John Swinney, the Business secretary, has
gone as far as to say:
“I still do not believe that Diageo
appreciate the social consequences of their financial decision in turning their
backs on 200 years of history in Port Dundas and Kilmarnock”
(BBC News 9/9/09)
This is not the concern of the Diageo bosses. As a
vast corporate enterprise their task is to make money. They are legally required
to run their company and make investments in the interest of their shareholders
and not for the social good of their workers or the community. As such their
interests lie in scaling down their operation in the current economic
environment rather than investing the millions that would be required for a new
plant in Kilmarnock. The company has attempted
to justify the closures on the grounds that 400 new jobs will be created at a
new plant in Fife.

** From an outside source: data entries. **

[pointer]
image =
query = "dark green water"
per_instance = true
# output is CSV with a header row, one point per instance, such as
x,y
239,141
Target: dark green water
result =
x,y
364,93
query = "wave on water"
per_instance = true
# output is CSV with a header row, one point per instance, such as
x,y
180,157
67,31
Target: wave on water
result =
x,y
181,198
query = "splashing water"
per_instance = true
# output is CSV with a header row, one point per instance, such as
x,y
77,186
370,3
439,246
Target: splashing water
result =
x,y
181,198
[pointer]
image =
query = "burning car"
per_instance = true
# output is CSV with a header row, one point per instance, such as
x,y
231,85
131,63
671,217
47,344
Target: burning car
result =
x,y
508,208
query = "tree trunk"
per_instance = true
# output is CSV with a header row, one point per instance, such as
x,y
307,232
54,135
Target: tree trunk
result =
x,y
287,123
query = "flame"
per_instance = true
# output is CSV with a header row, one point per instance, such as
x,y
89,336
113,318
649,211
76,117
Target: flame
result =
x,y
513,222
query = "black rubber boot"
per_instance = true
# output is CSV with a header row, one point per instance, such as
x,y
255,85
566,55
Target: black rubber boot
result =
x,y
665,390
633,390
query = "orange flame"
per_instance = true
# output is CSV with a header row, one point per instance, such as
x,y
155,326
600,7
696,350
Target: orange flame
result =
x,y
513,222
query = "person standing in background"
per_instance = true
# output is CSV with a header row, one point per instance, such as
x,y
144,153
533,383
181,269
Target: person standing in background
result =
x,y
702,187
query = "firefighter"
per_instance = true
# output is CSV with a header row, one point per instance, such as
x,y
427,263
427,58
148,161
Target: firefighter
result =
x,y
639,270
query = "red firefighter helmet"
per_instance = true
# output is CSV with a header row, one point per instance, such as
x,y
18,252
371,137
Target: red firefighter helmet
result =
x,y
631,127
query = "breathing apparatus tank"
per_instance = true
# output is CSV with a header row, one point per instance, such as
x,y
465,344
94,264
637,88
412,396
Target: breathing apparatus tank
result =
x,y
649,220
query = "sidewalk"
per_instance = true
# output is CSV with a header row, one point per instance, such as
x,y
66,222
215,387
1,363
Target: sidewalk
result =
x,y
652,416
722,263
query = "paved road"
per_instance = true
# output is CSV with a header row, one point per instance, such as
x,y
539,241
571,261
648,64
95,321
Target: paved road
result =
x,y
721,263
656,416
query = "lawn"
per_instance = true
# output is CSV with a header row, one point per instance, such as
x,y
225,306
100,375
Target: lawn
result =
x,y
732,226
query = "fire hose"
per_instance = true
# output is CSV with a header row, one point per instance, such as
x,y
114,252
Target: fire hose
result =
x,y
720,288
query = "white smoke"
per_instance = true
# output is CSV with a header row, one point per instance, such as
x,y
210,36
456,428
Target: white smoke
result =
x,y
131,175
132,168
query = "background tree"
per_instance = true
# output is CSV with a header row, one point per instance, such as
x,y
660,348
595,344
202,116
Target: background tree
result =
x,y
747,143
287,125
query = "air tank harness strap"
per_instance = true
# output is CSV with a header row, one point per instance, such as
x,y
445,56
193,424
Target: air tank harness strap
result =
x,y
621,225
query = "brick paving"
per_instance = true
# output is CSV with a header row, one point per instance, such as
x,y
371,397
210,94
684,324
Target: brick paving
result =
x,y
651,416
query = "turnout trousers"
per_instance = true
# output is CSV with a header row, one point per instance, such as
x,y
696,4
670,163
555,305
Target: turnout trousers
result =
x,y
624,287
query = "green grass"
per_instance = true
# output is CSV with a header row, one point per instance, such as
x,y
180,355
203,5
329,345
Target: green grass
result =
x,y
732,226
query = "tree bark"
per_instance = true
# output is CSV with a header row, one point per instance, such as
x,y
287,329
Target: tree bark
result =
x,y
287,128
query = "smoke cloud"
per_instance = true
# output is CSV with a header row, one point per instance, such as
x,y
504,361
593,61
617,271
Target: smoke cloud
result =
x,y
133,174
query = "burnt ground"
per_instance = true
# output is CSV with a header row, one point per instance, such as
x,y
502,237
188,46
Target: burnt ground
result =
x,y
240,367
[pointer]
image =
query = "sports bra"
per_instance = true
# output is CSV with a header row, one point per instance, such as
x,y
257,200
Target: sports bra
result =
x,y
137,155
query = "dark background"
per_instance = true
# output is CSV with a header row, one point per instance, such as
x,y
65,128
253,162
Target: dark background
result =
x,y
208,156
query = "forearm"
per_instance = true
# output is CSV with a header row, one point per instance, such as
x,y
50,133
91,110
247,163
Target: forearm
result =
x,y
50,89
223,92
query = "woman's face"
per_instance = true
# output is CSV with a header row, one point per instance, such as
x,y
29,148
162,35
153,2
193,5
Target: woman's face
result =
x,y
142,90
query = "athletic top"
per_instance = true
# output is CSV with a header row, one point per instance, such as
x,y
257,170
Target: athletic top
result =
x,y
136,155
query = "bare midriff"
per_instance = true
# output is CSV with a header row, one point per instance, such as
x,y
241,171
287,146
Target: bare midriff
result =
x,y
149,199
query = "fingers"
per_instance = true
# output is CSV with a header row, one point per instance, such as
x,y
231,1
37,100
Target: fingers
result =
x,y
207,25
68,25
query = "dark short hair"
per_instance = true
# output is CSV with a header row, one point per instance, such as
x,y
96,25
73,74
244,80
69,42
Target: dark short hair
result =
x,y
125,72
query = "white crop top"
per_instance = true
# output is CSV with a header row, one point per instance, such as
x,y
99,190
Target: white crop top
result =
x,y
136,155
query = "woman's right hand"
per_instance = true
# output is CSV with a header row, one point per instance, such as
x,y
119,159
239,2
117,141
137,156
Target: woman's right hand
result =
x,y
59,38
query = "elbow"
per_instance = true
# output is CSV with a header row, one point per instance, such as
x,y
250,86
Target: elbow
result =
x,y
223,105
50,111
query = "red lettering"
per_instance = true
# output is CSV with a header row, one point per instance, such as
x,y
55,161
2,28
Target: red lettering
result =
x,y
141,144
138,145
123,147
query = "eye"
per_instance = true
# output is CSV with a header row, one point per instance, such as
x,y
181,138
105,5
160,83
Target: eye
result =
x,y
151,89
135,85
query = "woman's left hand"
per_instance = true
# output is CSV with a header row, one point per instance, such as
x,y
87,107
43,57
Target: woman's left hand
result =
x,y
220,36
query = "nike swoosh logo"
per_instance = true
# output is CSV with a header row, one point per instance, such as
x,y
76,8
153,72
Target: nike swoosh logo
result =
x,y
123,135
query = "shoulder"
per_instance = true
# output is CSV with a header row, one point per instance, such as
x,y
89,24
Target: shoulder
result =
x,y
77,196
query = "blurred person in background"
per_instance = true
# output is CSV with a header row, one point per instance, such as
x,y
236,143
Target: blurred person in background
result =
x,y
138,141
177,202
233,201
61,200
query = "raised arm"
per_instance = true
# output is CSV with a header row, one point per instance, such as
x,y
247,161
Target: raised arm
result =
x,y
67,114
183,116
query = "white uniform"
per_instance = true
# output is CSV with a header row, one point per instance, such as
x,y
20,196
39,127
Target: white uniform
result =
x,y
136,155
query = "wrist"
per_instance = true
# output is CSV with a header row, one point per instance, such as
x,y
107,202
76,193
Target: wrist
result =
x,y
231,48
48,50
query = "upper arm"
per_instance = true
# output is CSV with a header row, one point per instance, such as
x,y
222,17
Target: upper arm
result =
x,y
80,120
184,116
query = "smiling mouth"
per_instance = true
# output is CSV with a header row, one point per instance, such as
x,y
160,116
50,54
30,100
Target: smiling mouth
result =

This does little for the
workers in Kilmarnock and Glasgow
or their families and still results in a net loss of 500 jobs.
Within the boundaries of capitalism and the
market it is clear that the closure of Johnnie Walker and the raft of other
shut downs that we are seeing just now are the logical conclusion of the
recession for the capitalist class. It is simply not profitable to keep plants
during a recession when people cannot consume the commodities they produce.
This results in the phenomena of mass unemployment and sees millions of workers
on an international scale faced with enforced idleness and impoverishment
alongside a raft of idle machinery.
The nationalist administration is backed by
Scottish business interests and it is no surprise that they have presented no
clear answer to the workers at Diageo. It is a tragedy however that the trade
unions involved, Unite and GMB have been all too prepared to tail end them. If
it is the case that there is no market solution to these plants then perhaps it
is the market and not the jobs that have to go? There has been no demand for
the nationalisation of the plant from the union leaders involved in the dispute
or even a call for action by the workers outside of ‘putting on pressure’
through large marches which have also demonstrated the wider support such a
struggle could achieve.
In recent months workers in Britain and Ireland have occupied plants at
Visteon, Waterford Crystal, Thomas Cook, Prisme and Vestas. In these
occupations against closures, concessions have been won. It is true not all
emerged completely successful. However workers have been able to gain
concessions and ensure that their jobs were not at a bare minimum sold away so
lightly. It is clear that without action on a similar level at Johnnie Walker
then these jobs will be lost.
In itself this is not enough, a political
solution is needed. A workplace closed must not only be a workplace occupied it
must be a workplace nationalised.
If Johnnie Walker was taken under state control it should also be so under the control
of the workers themselves who know how to run the plant and could see it used
for the benefit of the community as a whole.